Und da stimme ich Dir voll zu. Man kann in R keine Programme schreiben, die für Otto-Normalnutzer aussehen, wie Programme in diesem Jahrhundert sonst aussehen. Ich denke, dass der Shiny-Hype etwas damit zu tun hat, dass man endlich was bewegtes Buntes präsentieren kann, was auf die Maus reagiert. Vielleicht unterschätze ich Shiny aber auch nur, weil ich mich noch nicht genügend damit beschäftigt habe. Jedenfalls sehe ich den Bonus von Python nicht in möglichen Geschwindigkeitsgewinnen sondern darin, dass es sowohl als general purpose Sprache als auch als Statistik- und Maschinenlernen-Sprache tauglich ist. Wenn irgendwas, dann könnte das mich irgendwann in diese Richtung ziehen. Derzeit zieht da aber noch nichts.

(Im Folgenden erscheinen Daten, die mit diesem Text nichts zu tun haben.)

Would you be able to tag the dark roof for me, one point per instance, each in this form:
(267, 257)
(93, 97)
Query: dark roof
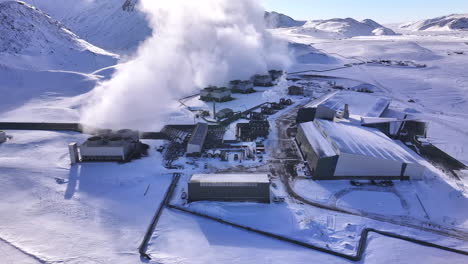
(199, 134)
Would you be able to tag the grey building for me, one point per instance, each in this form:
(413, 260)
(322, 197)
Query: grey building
(196, 142)
(2, 136)
(225, 113)
(295, 90)
(107, 146)
(238, 86)
(262, 80)
(229, 187)
(336, 151)
(403, 129)
(216, 94)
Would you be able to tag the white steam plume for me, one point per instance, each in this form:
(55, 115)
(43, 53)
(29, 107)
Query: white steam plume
(195, 44)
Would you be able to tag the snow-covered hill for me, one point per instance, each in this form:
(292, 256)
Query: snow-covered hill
(31, 39)
(343, 28)
(277, 20)
(443, 23)
(114, 25)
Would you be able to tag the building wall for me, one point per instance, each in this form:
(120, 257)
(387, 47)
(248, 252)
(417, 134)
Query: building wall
(257, 192)
(325, 113)
(103, 152)
(2, 136)
(350, 165)
(194, 148)
(320, 167)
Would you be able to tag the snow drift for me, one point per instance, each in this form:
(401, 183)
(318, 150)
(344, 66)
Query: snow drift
(342, 28)
(443, 23)
(277, 20)
(114, 25)
(31, 39)
(197, 43)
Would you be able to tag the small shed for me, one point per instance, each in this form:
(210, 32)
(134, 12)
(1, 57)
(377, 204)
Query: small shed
(295, 90)
(240, 187)
(2, 136)
(224, 113)
(196, 142)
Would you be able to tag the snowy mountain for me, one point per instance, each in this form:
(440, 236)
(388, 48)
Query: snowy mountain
(343, 28)
(31, 39)
(277, 20)
(114, 25)
(444, 23)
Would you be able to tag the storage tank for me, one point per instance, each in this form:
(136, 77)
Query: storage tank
(94, 141)
(115, 141)
(128, 134)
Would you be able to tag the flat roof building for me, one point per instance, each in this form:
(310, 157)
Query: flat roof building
(262, 80)
(239, 86)
(196, 142)
(334, 104)
(240, 187)
(344, 151)
(2, 136)
(217, 94)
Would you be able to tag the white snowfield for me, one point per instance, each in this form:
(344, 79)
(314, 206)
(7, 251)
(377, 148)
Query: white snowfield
(444, 23)
(52, 212)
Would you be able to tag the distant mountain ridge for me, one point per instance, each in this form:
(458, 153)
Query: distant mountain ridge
(444, 23)
(343, 28)
(278, 20)
(114, 25)
(30, 38)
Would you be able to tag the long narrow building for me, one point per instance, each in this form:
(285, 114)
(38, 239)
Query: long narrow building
(343, 151)
(229, 187)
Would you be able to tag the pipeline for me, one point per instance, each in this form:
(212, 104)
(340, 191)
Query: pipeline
(149, 232)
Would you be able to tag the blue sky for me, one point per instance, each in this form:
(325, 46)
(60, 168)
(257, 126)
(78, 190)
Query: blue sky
(381, 11)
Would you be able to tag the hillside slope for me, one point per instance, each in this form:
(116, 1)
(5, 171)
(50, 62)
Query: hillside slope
(114, 25)
(443, 23)
(343, 28)
(277, 20)
(33, 40)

Ansonsten leidet R unter der Last seines Alters. Es hat sich viel Müll angesammelt. Eine frische, junge, neu zu erstellende Sprache könnte in der Syntax einiges aufräumen (heißt es na.rm = TRUE oder omit.na = TRUE oder method = "rm.na" oder...). Anstelle von Vereinheitlichung und Vereinfachung geht der Trend in R aber in eine andere Richtung. Hadley Wickham überredet gerade die Community, dass die kleinste sinnvolle Datenform nicht der Vector sondern der Dataframe sind, dass Funktionen als erstes Argument immer den zu bearbeitenden Dataframe haben müssen, weil dann alles so schön zur Pipe passt, die die Leute jetzt auch in Vignetten zu ihren Paketen verwenden, wo sie gar nicht hin gehört und man produziert eine Reihe von Coding Styles, die einander klar widersprechen und sich großteils nicht am früheren allgemeinen Gebrauch orientieren (der Punkt in Variablen- und Funktionsnamen ist extrem verbreitet in alten Funktionen und Argumenten, jetzt soll er durch den Unterstrich ersetzt werden, weil Menschen mit C++, Java- und Python-Hintergrund sonst verwirrt werden, weil es für die objektorientiert aussieht? Kleiner Tipp: Diese Leute können gar nicht früh genug lernen, dass Objektorientierung in R anders aussieht.)
In der Summe gewinnt R für mich derzeit ganz klar. Wie jogo schon schrieb: Kombination aus schneller Programmierung in R und schnellem Rechnen in den Teilen, die in FORTRAN und C implementiert sind.